Session Summary
Share...

Direct link:

1-081 - Social Evaluation and Rejection: Biological, Developmental, and Individual Differences

Thu, April 6, 12:00 to 1:30pm, Austin Convention Center, Meeting Room 17A

Session Type: Paper Symposium

Integrative Statement

Social evaluation and rejection are important contexts for understanding socioemotional development and psychopathology. In this symposium, we examine biological correlates of social rejection and evaluation through central and autonomic measures, including fMRI, EEG, and ECG, and questions that span development and heritability. Moreover, we address whether some people are more vulnerable to social rejection and evaluation by examining shy and clinically socially anxious individuals who are sensitive to social threats and fear negative evaluation across age, from childhood to adulthood.
The first study examines theta oscillatory EEG activity to social rejection and describes differences in this neural pattern across children, adolescents, and adults, as well as variation in shyness.
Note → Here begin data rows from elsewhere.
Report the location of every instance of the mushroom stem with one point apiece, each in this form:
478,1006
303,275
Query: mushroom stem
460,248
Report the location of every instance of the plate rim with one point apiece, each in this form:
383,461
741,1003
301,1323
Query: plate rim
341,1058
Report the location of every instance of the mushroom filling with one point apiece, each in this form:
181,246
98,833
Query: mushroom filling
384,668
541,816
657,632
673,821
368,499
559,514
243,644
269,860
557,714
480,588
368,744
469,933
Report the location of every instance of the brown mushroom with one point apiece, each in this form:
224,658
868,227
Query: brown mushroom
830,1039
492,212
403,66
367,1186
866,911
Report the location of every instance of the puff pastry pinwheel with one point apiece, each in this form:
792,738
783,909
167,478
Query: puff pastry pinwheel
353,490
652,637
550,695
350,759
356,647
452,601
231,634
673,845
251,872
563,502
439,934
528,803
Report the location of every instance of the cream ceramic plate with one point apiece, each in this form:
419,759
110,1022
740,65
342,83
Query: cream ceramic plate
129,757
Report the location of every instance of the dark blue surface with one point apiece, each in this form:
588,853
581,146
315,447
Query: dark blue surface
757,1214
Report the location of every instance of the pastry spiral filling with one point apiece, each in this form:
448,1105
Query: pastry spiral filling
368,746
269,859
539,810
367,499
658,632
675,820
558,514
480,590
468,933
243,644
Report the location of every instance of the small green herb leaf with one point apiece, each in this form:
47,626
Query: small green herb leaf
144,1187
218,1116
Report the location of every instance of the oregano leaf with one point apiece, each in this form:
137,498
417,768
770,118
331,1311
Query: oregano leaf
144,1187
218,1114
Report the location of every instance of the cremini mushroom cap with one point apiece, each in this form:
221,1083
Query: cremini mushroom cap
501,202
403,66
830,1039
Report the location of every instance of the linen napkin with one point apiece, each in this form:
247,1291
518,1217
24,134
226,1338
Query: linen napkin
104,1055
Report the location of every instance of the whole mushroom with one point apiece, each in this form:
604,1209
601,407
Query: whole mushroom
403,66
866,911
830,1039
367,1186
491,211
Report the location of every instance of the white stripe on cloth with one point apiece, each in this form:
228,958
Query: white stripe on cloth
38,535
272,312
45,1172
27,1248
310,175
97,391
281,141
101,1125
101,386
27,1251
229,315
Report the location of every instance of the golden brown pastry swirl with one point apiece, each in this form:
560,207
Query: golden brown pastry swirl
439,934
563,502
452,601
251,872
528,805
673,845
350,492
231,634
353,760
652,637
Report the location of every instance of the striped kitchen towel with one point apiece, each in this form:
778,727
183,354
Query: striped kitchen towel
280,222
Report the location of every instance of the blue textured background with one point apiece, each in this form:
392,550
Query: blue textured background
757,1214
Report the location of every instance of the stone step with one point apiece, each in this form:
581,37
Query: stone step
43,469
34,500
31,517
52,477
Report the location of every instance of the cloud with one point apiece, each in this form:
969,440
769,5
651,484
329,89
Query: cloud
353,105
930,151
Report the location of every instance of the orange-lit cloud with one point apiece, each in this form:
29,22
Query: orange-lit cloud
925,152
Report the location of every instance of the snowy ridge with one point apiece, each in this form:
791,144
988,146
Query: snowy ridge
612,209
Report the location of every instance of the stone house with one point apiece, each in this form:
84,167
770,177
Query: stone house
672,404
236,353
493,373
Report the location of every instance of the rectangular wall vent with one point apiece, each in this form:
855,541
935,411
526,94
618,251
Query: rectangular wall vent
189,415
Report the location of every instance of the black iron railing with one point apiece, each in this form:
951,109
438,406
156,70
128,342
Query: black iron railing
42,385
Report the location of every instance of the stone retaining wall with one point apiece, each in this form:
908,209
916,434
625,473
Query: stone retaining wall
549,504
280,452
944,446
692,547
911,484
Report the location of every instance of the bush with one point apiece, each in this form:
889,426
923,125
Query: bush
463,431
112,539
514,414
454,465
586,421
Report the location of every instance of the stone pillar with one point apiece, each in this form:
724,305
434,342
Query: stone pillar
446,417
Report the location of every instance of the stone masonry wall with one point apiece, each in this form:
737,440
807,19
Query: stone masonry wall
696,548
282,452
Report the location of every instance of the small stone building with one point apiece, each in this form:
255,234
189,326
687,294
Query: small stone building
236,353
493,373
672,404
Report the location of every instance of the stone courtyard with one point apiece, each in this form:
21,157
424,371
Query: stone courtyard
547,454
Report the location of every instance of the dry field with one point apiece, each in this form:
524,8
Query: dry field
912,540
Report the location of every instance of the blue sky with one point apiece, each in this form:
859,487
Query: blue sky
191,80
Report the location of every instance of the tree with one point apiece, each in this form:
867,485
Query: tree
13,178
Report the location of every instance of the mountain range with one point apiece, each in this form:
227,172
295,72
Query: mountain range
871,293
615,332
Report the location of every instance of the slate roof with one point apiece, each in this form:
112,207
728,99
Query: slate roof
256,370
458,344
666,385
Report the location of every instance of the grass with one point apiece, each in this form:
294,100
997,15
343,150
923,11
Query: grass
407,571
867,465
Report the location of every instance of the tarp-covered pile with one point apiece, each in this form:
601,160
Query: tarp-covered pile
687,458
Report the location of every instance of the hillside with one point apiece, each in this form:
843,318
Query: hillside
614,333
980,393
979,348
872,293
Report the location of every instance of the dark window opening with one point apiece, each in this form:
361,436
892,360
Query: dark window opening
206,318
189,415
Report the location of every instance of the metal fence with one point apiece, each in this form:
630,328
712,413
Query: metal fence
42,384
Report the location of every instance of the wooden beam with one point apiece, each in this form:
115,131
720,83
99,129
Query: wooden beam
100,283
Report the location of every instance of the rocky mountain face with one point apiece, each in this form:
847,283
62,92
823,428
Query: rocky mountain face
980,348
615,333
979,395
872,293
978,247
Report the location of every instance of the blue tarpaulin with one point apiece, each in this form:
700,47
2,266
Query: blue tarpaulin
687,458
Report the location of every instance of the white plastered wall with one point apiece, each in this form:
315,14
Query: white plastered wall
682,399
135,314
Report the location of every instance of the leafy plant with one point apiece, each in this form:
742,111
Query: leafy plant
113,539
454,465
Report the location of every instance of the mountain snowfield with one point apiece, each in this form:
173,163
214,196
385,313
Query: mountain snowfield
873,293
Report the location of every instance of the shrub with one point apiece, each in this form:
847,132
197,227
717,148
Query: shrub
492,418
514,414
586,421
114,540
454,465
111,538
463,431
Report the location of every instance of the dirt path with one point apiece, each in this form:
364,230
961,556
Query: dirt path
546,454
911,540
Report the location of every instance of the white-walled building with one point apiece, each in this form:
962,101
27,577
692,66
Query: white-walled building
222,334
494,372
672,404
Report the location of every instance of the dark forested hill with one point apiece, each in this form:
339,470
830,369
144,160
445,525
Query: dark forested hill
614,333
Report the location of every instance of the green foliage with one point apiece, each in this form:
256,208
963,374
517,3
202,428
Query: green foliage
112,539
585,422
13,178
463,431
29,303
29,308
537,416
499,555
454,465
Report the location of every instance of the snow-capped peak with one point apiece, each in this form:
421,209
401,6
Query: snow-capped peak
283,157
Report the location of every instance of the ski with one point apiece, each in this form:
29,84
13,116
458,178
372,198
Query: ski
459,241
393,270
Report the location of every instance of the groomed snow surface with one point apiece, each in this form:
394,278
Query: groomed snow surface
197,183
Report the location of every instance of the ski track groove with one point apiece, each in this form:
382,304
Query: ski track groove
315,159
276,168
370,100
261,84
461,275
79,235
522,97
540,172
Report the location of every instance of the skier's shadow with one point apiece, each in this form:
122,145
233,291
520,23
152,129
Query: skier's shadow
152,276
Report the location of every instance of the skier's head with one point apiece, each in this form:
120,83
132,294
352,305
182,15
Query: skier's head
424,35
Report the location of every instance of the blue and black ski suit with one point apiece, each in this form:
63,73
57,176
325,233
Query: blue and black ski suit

The second study emphasizes that avoiding those who are socially rejecting could bring relief in real-life settings, and uses fMRI to show that nodes in neural reward circuits are recruited when people escape from social rejection. The third study uses a longitudinal design to examine children’s shyness and heart rate variability during social evaluation and later internalizing problems. Findings show that high shyness and low heart rate variability are related to higher internalizing problems. The final study uses a family design to examine heritability and endophenotypes of behavioral and brain responses to social evaluation in patients diagnosed with social anxiety disorder and their relatives. Findings show that a negative bias toward predicting social rejection is heritable and theta oscillatory EEG activity will be revisited. Together, these findings capture biological, developmental, and individual differences, which may have implications for promoting healthy development.